Giorgio de Santillana

Giorgio de Santillana - .

Hertha von Dechend

Hertha von Dechend - .

Giorgio de Santillana, nato a Roma allo scoccare del secolo trascorso, studia fisica all’università della città natale. Dopo alcuni anni di approfondimento filosofico a Parigi, a partire dal 1929 s’adopera a promuovere il progetto del matematico Federigo Enriques di istituire all’Università di Roma una scuola di Storia della scienza. Poco prima delle leggi razziali, nel 1936, Santillana, di lontane origini sefardite, si trasferisce negli Stati Uniti. Dopo aver lavorato alla New School for Social Research di New York e a Harvard, nel 1941 raggiunge il Massachusetts Institute of Technology, il celebre Mit di Boston. Lì ha modo di frequentare Norbert Wiener, il padre della cibernetica, che gli chiede spesso di leggergli i tarocchi. Il clima al Mit è spumeggiante e affiatato. Al gruppo si unisce presto Walter Pitts che con Warren McCulloch ha da poco pubblicato l’articolo fondatore della teoria delle reti neurali e ora studia greco antico e sanscrito, collabora con Santillana nella ritraduzione dei frammenti di Parmeni- de e nella risistemazione di testi pitagorici, oltre ad approfondire lo studio di Filolao, Descartes e Leibniz.

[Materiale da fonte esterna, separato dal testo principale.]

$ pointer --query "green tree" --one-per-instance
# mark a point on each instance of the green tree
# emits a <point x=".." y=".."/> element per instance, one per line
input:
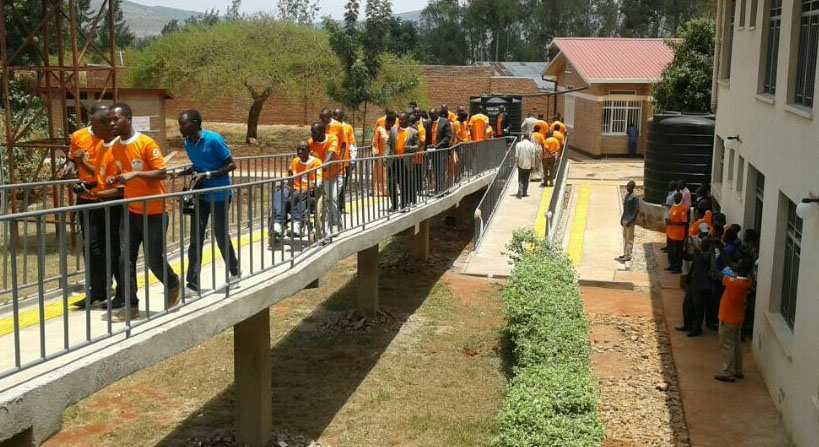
<point x="686" y="82"/>
<point x="254" y="58"/>
<point x="370" y="75"/>
<point x="298" y="11"/>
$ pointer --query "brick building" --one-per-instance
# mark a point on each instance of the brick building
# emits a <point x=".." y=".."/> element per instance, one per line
<point x="610" y="81"/>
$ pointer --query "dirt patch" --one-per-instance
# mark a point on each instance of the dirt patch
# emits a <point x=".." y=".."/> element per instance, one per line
<point x="631" y="359"/>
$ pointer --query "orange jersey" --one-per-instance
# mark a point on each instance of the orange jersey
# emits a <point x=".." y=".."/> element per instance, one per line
<point x="543" y="127"/>
<point x="85" y="140"/>
<point x="677" y="214"/>
<point x="477" y="126"/>
<point x="322" y="150"/>
<point x="461" y="131"/>
<point x="732" y="304"/>
<point x="560" y="137"/>
<point x="380" y="140"/>
<point x="139" y="153"/>
<point x="305" y="181"/>
<point x="552" y="146"/>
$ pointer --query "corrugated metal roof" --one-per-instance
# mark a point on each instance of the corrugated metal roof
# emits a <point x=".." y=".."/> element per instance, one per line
<point x="531" y="70"/>
<point x="600" y="60"/>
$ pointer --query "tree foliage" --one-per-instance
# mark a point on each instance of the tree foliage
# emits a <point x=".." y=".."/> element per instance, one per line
<point x="254" y="58"/>
<point x="298" y="11"/>
<point x="369" y="74"/>
<point x="686" y="82"/>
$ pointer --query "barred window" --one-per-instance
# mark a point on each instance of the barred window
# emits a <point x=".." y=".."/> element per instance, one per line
<point x="806" y="62"/>
<point x="772" y="46"/>
<point x="790" y="271"/>
<point x="617" y="115"/>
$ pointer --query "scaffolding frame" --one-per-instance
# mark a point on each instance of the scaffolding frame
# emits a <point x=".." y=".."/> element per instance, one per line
<point x="62" y="48"/>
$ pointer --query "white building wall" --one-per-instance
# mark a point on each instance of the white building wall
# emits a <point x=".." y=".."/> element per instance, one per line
<point x="782" y="142"/>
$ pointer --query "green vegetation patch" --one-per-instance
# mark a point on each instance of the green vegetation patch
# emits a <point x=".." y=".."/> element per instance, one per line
<point x="552" y="399"/>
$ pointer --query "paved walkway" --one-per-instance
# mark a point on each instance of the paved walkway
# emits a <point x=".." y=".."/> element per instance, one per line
<point x="512" y="213"/>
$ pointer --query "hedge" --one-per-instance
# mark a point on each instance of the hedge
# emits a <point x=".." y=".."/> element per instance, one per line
<point x="552" y="398"/>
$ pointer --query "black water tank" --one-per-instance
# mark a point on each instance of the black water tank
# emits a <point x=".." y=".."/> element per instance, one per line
<point x="680" y="147"/>
<point x="513" y="104"/>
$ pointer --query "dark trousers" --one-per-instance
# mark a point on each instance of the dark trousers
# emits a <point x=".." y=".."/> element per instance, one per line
<point x="102" y="249"/>
<point x="153" y="236"/>
<point x="675" y="249"/>
<point x="549" y="170"/>
<point x="523" y="181"/>
<point x="199" y="225"/>
<point x="343" y="189"/>
<point x="694" y="304"/>
<point x="397" y="178"/>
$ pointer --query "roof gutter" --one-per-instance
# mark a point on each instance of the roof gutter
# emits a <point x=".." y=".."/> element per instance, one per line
<point x="717" y="57"/>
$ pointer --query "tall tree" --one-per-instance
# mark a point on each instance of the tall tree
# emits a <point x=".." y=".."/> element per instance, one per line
<point x="298" y="11"/>
<point x="255" y="58"/>
<point x="686" y="82"/>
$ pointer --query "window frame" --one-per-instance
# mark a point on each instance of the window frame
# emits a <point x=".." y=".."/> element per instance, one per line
<point x="807" y="50"/>
<point x="619" y="113"/>
<point x="790" y="266"/>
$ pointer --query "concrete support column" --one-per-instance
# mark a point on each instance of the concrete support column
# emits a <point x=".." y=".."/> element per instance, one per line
<point x="368" y="282"/>
<point x="419" y="242"/>
<point x="252" y="371"/>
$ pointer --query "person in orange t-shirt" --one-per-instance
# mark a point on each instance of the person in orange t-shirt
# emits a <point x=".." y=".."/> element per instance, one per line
<point x="477" y="125"/>
<point x="140" y="168"/>
<point x="325" y="147"/>
<point x="89" y="146"/>
<point x="731" y="314"/>
<point x="550" y="155"/>
<point x="307" y="171"/>
<point x="675" y="232"/>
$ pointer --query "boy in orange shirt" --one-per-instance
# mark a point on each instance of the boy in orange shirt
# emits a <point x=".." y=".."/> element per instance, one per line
<point x="731" y="314"/>
<point x="140" y="168"/>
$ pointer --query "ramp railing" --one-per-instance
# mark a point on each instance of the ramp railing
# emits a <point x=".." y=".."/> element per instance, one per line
<point x="272" y="222"/>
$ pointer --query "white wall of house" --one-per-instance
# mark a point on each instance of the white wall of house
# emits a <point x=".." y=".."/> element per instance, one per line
<point x="780" y="140"/>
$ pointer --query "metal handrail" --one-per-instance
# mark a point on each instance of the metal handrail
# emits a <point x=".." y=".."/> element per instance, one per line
<point x="491" y="198"/>
<point x="414" y="181"/>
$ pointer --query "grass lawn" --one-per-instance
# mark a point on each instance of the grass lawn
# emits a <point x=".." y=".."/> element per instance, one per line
<point x="428" y="373"/>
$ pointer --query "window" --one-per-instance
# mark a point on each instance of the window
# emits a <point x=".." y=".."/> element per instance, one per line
<point x="742" y="13"/>
<point x="790" y="271"/>
<point x="806" y="62"/>
<point x="617" y="115"/>
<point x="740" y="173"/>
<point x="568" y="111"/>
<point x="752" y="19"/>
<point x="760" y="200"/>
<point x="772" y="46"/>
<point x="719" y="159"/>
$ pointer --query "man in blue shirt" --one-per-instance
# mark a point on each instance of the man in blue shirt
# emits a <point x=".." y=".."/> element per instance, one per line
<point x="212" y="163"/>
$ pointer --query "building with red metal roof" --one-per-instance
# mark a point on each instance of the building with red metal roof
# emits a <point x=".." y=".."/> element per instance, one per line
<point x="607" y="84"/>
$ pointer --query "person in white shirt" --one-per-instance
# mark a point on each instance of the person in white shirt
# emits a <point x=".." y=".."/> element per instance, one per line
<point x="525" y="154"/>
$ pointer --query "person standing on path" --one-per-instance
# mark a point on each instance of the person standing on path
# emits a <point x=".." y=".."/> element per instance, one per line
<point x="632" y="133"/>
<point x="631" y="209"/>
<point x="731" y="314"/>
<point x="525" y="154"/>
<point x="212" y="162"/>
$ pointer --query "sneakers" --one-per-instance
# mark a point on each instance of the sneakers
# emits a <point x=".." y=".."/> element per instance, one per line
<point x="122" y="315"/>
<point x="173" y="296"/>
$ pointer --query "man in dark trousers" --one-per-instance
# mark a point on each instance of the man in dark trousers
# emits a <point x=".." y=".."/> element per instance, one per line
<point x="631" y="209"/>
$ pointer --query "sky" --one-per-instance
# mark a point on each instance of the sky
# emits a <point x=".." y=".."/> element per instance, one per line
<point x="334" y="8"/>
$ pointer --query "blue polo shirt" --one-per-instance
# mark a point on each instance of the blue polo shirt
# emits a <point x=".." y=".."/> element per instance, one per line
<point x="209" y="154"/>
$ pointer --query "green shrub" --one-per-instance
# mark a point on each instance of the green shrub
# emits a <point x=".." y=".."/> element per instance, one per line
<point x="552" y="400"/>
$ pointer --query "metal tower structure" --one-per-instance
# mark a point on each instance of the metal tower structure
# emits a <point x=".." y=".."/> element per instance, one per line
<point x="53" y="58"/>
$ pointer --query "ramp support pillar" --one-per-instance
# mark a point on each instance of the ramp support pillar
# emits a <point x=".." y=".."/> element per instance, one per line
<point x="252" y="375"/>
<point x="367" y="303"/>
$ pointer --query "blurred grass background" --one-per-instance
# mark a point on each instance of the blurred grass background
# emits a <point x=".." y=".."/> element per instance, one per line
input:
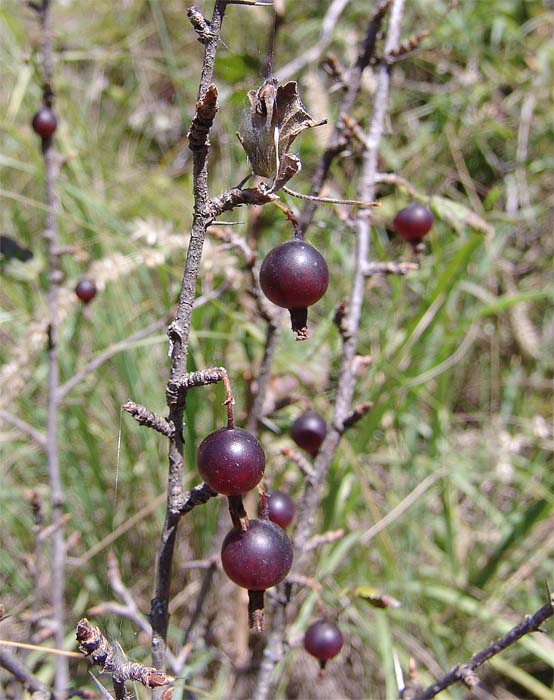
<point x="461" y="370"/>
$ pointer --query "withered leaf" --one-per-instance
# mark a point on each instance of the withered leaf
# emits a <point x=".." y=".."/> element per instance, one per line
<point x="275" y="119"/>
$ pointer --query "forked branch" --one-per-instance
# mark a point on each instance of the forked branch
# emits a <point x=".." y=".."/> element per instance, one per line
<point x="465" y="672"/>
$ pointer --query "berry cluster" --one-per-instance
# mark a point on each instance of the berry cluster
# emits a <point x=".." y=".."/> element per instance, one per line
<point x="255" y="554"/>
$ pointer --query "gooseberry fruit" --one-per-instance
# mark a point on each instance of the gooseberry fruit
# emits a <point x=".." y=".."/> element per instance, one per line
<point x="280" y="508"/>
<point x="44" y="122"/>
<point x="257" y="558"/>
<point x="413" y="222"/>
<point x="231" y="461"/>
<point x="308" y="431"/>
<point x="85" y="289"/>
<point x="323" y="640"/>
<point x="294" y="275"/>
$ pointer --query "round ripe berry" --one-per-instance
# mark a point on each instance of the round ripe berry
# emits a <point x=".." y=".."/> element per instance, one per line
<point x="294" y="275"/>
<point x="85" y="289"/>
<point x="308" y="431"/>
<point x="280" y="508"/>
<point x="231" y="461"/>
<point x="413" y="222"/>
<point x="323" y="640"/>
<point x="257" y="558"/>
<point x="44" y="122"/>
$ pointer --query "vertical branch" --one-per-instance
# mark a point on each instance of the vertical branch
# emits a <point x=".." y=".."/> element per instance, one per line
<point x="178" y="332"/>
<point x="349" y="328"/>
<point x="51" y="236"/>
<point x="346" y="379"/>
<point x="338" y="141"/>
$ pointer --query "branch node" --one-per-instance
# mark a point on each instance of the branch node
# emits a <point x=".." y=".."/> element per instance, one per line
<point x="150" y="419"/>
<point x="206" y="109"/>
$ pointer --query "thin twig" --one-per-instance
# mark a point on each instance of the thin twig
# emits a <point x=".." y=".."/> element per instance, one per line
<point x="110" y="659"/>
<point x="346" y="382"/>
<point x="313" y="54"/>
<point x="51" y="235"/>
<point x="178" y="332"/>
<point x="346" y="379"/>
<point x="464" y="672"/>
<point x="338" y="141"/>
<point x="148" y="418"/>
<point x="404" y="504"/>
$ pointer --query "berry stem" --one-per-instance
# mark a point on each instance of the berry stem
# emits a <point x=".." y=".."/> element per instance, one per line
<point x="299" y="322"/>
<point x="298" y="232"/>
<point x="229" y="400"/>
<point x="237" y="512"/>
<point x="256" y="610"/>
<point x="263" y="508"/>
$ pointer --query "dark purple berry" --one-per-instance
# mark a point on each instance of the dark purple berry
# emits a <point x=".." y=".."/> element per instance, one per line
<point x="44" y="122"/>
<point x="294" y="275"/>
<point x="323" y="640"/>
<point x="85" y="289"/>
<point x="308" y="431"/>
<point x="280" y="508"/>
<point x="231" y="461"/>
<point x="257" y="558"/>
<point x="413" y="222"/>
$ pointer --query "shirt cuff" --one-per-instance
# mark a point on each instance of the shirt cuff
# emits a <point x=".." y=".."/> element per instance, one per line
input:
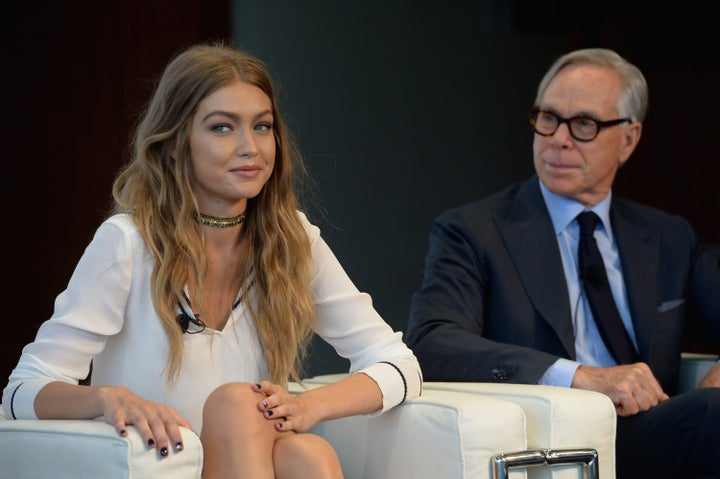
<point x="21" y="398"/>
<point x="560" y="373"/>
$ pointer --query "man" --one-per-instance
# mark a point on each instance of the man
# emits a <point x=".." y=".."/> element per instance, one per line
<point x="506" y="297"/>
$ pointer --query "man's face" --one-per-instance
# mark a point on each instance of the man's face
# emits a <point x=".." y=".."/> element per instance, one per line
<point x="583" y="171"/>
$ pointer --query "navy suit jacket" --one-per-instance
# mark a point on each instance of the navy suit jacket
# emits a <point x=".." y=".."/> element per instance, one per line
<point x="494" y="306"/>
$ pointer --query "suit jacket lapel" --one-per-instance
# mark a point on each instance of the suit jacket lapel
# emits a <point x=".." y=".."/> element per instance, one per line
<point x="531" y="242"/>
<point x="639" y="249"/>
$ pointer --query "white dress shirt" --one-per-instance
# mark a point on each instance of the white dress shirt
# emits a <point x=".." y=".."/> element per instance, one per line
<point x="590" y="348"/>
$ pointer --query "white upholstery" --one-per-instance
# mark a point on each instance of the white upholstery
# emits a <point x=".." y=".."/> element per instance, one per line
<point x="441" y="434"/>
<point x="74" y="449"/>
<point x="556" y="418"/>
<point x="453" y="431"/>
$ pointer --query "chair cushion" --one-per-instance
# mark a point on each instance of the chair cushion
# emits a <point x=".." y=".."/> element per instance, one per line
<point x="69" y="448"/>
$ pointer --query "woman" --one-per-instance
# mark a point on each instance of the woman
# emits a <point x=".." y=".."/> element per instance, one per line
<point x="197" y="297"/>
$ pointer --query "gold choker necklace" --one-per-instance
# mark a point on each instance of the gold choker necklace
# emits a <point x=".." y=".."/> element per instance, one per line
<point x="217" y="222"/>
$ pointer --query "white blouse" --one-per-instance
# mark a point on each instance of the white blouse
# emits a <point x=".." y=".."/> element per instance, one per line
<point x="106" y="315"/>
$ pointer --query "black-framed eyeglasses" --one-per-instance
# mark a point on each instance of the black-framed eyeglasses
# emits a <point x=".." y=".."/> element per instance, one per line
<point x="582" y="128"/>
<point x="190" y="322"/>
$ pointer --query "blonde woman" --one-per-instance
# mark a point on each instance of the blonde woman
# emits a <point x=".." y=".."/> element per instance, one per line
<point x="198" y="295"/>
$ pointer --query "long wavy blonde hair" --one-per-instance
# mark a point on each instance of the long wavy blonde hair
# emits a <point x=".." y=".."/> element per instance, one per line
<point x="154" y="188"/>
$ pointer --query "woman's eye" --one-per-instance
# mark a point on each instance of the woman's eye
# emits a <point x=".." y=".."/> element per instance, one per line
<point x="221" y="128"/>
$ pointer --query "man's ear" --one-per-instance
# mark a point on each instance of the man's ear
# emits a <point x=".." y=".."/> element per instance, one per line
<point x="630" y="140"/>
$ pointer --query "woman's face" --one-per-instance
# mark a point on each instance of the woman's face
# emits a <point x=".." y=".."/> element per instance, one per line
<point x="232" y="148"/>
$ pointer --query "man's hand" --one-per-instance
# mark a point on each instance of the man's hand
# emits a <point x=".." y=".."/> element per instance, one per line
<point x="712" y="378"/>
<point x="632" y="387"/>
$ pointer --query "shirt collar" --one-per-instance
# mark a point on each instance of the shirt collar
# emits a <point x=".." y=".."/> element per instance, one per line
<point x="563" y="210"/>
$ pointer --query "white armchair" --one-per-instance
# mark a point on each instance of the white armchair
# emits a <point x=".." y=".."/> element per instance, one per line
<point x="453" y="431"/>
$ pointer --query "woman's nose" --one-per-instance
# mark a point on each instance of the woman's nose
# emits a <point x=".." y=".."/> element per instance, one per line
<point x="246" y="144"/>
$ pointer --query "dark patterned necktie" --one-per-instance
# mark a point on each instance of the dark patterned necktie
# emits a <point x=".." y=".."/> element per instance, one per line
<point x="598" y="292"/>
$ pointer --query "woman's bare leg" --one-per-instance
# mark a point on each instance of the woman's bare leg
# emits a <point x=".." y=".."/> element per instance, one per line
<point x="237" y="439"/>
<point x="239" y="442"/>
<point x="305" y="455"/>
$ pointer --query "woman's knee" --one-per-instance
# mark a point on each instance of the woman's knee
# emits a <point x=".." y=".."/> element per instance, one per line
<point x="233" y="401"/>
<point x="305" y="455"/>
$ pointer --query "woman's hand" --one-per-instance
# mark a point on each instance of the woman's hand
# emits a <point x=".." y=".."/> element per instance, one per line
<point x="293" y="411"/>
<point x="157" y="424"/>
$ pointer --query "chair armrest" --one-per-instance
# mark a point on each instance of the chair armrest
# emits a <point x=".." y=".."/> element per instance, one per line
<point x="557" y="418"/>
<point x="71" y="448"/>
<point x="694" y="367"/>
<point x="441" y="434"/>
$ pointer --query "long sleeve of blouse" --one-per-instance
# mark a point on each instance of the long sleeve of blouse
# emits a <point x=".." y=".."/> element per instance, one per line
<point x="105" y="316"/>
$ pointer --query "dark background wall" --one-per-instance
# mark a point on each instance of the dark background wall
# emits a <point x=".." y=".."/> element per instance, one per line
<point x="402" y="109"/>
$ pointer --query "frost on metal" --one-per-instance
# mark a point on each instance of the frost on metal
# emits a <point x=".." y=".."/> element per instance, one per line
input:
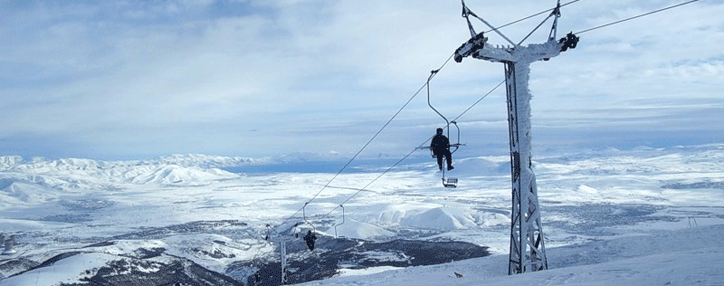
<point x="527" y="248"/>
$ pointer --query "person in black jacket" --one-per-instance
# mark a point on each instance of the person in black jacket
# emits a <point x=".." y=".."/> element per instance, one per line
<point x="440" y="146"/>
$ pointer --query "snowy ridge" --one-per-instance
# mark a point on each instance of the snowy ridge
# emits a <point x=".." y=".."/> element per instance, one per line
<point x="85" y="215"/>
<point x="683" y="257"/>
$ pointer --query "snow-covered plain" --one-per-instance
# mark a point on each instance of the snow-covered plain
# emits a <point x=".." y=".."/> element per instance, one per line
<point x="636" y="217"/>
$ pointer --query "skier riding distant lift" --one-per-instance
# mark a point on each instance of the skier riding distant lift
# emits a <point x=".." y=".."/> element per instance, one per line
<point x="440" y="147"/>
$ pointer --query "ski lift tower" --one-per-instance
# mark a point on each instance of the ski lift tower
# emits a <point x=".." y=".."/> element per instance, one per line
<point x="527" y="248"/>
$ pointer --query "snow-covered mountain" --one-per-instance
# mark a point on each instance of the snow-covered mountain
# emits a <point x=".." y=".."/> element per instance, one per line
<point x="610" y="217"/>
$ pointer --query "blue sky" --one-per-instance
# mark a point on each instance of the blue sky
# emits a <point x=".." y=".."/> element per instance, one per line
<point x="139" y="79"/>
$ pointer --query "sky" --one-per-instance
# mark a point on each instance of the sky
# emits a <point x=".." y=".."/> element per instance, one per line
<point x="254" y="78"/>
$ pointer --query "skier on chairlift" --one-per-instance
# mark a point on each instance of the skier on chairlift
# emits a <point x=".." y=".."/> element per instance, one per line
<point x="440" y="147"/>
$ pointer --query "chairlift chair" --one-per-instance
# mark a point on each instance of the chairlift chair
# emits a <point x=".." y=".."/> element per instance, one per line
<point x="449" y="182"/>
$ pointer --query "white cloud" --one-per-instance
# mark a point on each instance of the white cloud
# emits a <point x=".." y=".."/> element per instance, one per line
<point x="200" y="76"/>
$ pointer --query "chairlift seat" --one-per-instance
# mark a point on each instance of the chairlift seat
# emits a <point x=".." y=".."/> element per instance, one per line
<point x="450" y="182"/>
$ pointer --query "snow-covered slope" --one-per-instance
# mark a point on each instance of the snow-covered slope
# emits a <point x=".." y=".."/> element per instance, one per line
<point x="691" y="256"/>
<point x="602" y="208"/>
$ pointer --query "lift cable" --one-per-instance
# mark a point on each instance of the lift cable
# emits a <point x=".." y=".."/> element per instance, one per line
<point x="531" y="16"/>
<point x="637" y="16"/>
<point x="397" y="113"/>
<point x="365" y="146"/>
<point x="409" y="154"/>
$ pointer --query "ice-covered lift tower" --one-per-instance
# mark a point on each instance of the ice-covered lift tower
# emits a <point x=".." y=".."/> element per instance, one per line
<point x="527" y="248"/>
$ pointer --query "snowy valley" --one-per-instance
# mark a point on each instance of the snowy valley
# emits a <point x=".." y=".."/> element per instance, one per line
<point x="646" y="216"/>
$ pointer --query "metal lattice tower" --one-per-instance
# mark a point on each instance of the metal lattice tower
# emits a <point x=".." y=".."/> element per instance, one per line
<point x="527" y="246"/>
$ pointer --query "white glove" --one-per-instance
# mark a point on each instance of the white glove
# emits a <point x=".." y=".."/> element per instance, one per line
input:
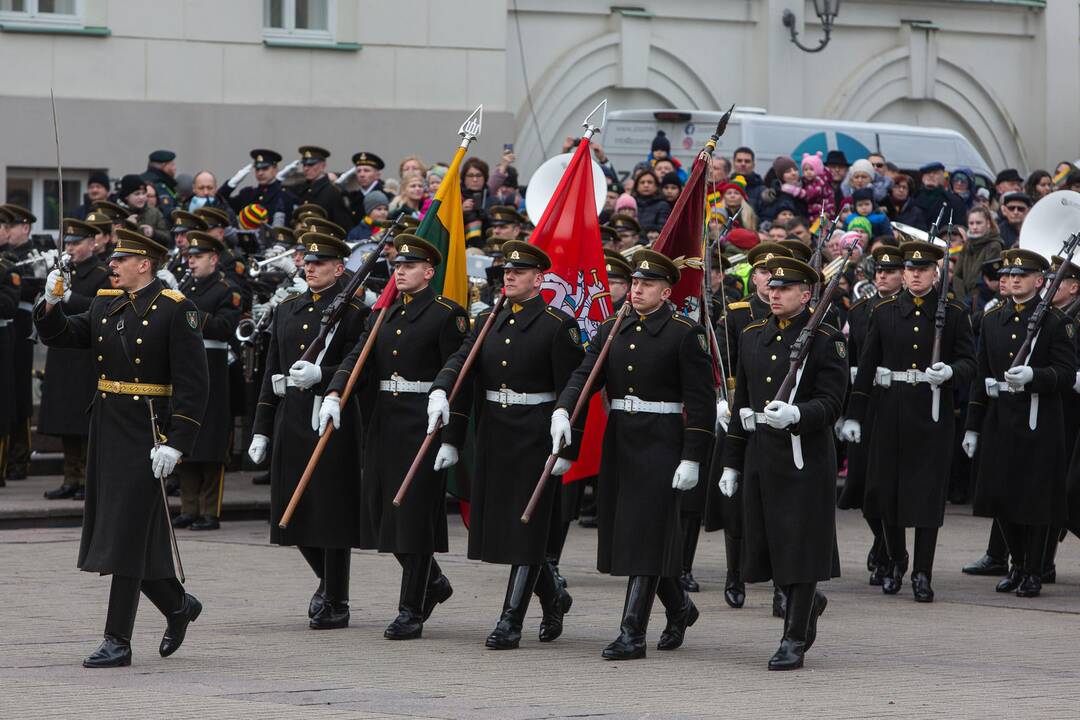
<point x="167" y="279"/>
<point x="305" y="374"/>
<point x="329" y="411"/>
<point x="53" y="284"/>
<point x="939" y="374"/>
<point x="781" y="415"/>
<point x="257" y="450"/>
<point x="729" y="481"/>
<point x="241" y="174"/>
<point x="287" y="170"/>
<point x="723" y="415"/>
<point x="851" y="431"/>
<point x="1018" y="376"/>
<point x="561" y="432"/>
<point x="439" y="409"/>
<point x="163" y="460"/>
<point x="561" y="466"/>
<point x="970" y="443"/>
<point x="686" y="475"/>
<point x="447" y="457"/>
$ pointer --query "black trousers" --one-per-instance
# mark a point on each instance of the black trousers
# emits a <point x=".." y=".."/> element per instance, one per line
<point x="165" y="594"/>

Non si può certo dire che la ricerca nell’America della metà del Novecento sia parcellizata. Vi domina invece uno spirito interdisciplinare, a cui contribuisce anche Giorgio de Santillana. La svolta, per lo studioso di origini italiane, arriva nel 1958 durante un congresso di storici della scienza a Francoforte. In quell’occasione incontra Hertha von Dechend, etnologa allieva di Leo Frobenius, che due anni dopo lo raggiunge al Mit dando inizio così al sodalizio da cui nascerà Il mulino d’Amleto. L’impresa a cui attendono Santillana e Dechend rompe radicalmente con ogni pregiudizio storicistico e ogni atteggiamento che interpreta gli antichi alla stregua di “selvaggi” o “primitivi”. «Il denigrare – polemizza lo storico della scienza – è antico quanto l’Illuminismo stesso».

Dalla loro fatica, che li porta a muoversi con disinvoltura tra le tradizioni arcaiche greche, babilonesi, cinesi, indiane, maya, polinesiane, emerge come gli antichi maneggiassero conoscenze astronomiche tutt’altro che superficiali e banali. Anzi. Il problema è che le esprimevano con un linguaggio a noi completamente incomprensibile anche a causa delle interpretazioni moderne della scienza formulate da quelli che Santillana chiama, riprendendo l’espressione del commediografo John Osborne, gli “Angry young men” della filologia. Questi intellettuali contestatori riducono i miti «ad allusioni politiche o a culti solari, culti terrestri, al grande inconscio e a varie forme di patologie sessuali».

Dagli “Angry young men” ogni mito è riportato all’incesto, al parricidio o alla libido e si vedono sostenuti in questa impresa dalla «filologia ipercritica» che tratta i testi degli antichi e i miti «come se fossero scritti per libera associazione di idee o ragioni fortuite – chiosa Giorgio de Santillana – provocando un fiorire di sciocchezze dall’aspetto persuasivo». Eppure negli antichi miti non s’adombravano stramberie né assemblaggi casuali di immagini. Quantunque non si avvalessero di un linguaggio matematico ma di un linguaggio intessuto di storie, gli antichi esprimevano conoscenze scientifiche con rigore e precisione tali da non invidiare quelle dei matematici moderni. Esprimono «una comunicazione autentica che non necessita di comprensione e si realizza esclusivamente attraverso la forma». Lo riconoscono già Ateneo e Luciano per cui la danza del celebre mimo dell’antica Roma, Memphis, in pochi passi era in grado di tradurre l’intera dottrina pitagorica. Il viaggio di Giorgio de Santillana e Hertha von Dechend nel cuore del pensiero arcaico aiuta a comprendere i passi di danza di Memphis alla stregua di un trattato di astronomia. Grazie a loro possiamo intendere l’umanità come l’esito di un lungo cammino di trasmissione, perdita a rinascita di conoscenze scientifiche non sempre sviluppate sotto l’occhiuta osservanza del metodo cartesiano.